With reference to the supposition that three twenty-four-hour days had to intervene between the death and the resurrection of Christ, the Wednesday-crucifixion advocates discover a March full moon in the year 31 A.D.—Tuesday, March 27—and come to the conclusion that this was the time of the crucifixion Passover, because it seemed to agree with the hypothesis taken, although wholly unproved, and contrary to a consistent interpretation of the Bible text. And in addition, unjustifiable use is then made of the name of the United States Naval Observatory as a supporting authority for fallacious reasoning. For before a March full-moon date can be accepted as "proof positive" of the crucifixion day, there must be demonstrated (1) the month and year of the crucifixion, and (2) the actual relation of the paschal 14th of Nisan to its associate full-moon date. These chronological details must be known facts before they can be logically employed in an argument to prove an unknown crucifixion day by the moon's phase! Hence, as the Wednesday argument now stands, the reasoning itself is faulty, because three unknown terms (the year, month, and day) are introduced into the problem to solve a fourth unknown—the actual day of the week upon which Christ died.
On the contrary, the true crucifixion argument accepts from the Bible that Friday was the day of the week that marked the Passover death of Christ, and shows from the Bible, calendar, and archeological record that the crucifixion full moon was in April. The problem then becomes one of finding the unknown year and date of the death of Christ from the known month and day of the week, in connection with a known Jewish feast date. In summation, the outstanding reasons why the Wednesday argument cannot hold are as follows:
1. It is contrary to the studied principles of the American Government to exploit one of its official departments as an authority for the crucifixion date or for any other religious argument. The needed authority for the crucifixion problem is vested in the Bible and in the standard moon tables such as Schram and Ginzel provide.
2. The Bible text and the archeological record both show that March was not the crucifixion month. For, during the very week of the crucifixion, both the fig trees and "all the trees" were in leaf, and summer was "now nigh" (Luke 21:29, 30). In other words, the crucifixion moon was a late-season moon, and not the earliest that even the Nisan limits could offer.
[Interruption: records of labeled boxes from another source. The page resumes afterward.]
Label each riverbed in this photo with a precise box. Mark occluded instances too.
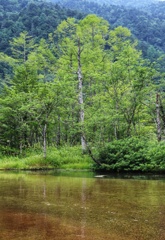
[0,171,165,240]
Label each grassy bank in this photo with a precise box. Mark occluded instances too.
[0,146,93,170]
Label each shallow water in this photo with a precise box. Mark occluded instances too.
[0,172,165,240]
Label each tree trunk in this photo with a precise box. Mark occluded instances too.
[156,93,161,142]
[43,123,47,158]
[77,39,86,152]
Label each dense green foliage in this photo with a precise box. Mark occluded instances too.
[52,0,165,68]
[0,0,82,54]
[96,138,165,172]
[52,0,159,7]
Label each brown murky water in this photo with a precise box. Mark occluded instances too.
[0,172,165,240]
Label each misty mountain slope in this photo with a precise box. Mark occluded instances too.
[0,0,84,54]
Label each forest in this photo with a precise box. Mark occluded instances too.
[0,0,165,172]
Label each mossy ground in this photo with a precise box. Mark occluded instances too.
[0,146,93,170]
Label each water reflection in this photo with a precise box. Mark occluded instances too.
[0,173,165,240]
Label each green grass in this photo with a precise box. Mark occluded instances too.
[0,146,93,170]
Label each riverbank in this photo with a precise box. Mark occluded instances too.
[0,146,93,170]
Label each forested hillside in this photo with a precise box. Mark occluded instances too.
[52,0,159,7]
[51,0,165,66]
[0,1,165,171]
[0,0,82,53]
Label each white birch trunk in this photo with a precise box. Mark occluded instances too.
[156,93,161,142]
[77,39,86,151]
[43,123,47,158]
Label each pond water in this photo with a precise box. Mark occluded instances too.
[0,172,165,240]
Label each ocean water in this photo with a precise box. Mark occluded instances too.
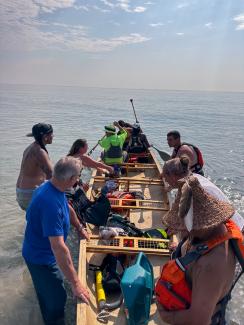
[0,85,244,325]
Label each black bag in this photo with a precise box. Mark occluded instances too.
[107,213,144,237]
[107,213,168,239]
[100,254,126,293]
[66,188,111,226]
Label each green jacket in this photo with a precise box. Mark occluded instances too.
[99,130,127,165]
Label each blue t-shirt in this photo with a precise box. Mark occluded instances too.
[22,181,70,265]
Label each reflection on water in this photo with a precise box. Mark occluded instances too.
[0,86,244,325]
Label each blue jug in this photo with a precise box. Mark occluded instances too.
[120,252,154,325]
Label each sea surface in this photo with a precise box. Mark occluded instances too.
[0,85,244,325]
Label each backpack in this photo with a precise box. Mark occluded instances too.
[107,213,168,239]
[66,188,111,226]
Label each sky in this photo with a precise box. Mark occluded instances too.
[0,0,244,92]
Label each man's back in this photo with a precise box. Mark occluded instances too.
[16,142,51,189]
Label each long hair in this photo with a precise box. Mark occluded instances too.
[67,139,87,156]
[163,156,190,177]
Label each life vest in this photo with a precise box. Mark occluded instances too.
[155,220,244,316]
[104,143,122,159]
[106,191,144,212]
[171,142,204,175]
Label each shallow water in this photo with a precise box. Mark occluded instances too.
[0,85,244,325]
Much less, therefore, could it have been a March moon, when snow, wind, and rain prevail in Palestine.
3. The Bible outline of the events of Passion Week opposes the claim that the 10th day of the paschal month Nisan could have been the Sabbath day, as would have been the case if the 14th of Nisan had been on Wednesday.
The two main errors in the Wednesday argument over the crucifixion day are therefore vital—the wrong Passover month and the wrong authority. As an additional conclusion to this inconsistent reasoning, it can also be stressed that both Gentile and Jewish chronologers alike agree with reference to the important bearing that the Judaean barley harvest had upon the ancient position of the paschal moon; yet none employ this fact in their various attempts to reconstruct Jewish time in the first century. Consequently, crucifixion arguments in general are based upon a wrong method of early calendation and upon the wrong position of the paschal moon. As a result, the true crucifixion date is entirely overlooked.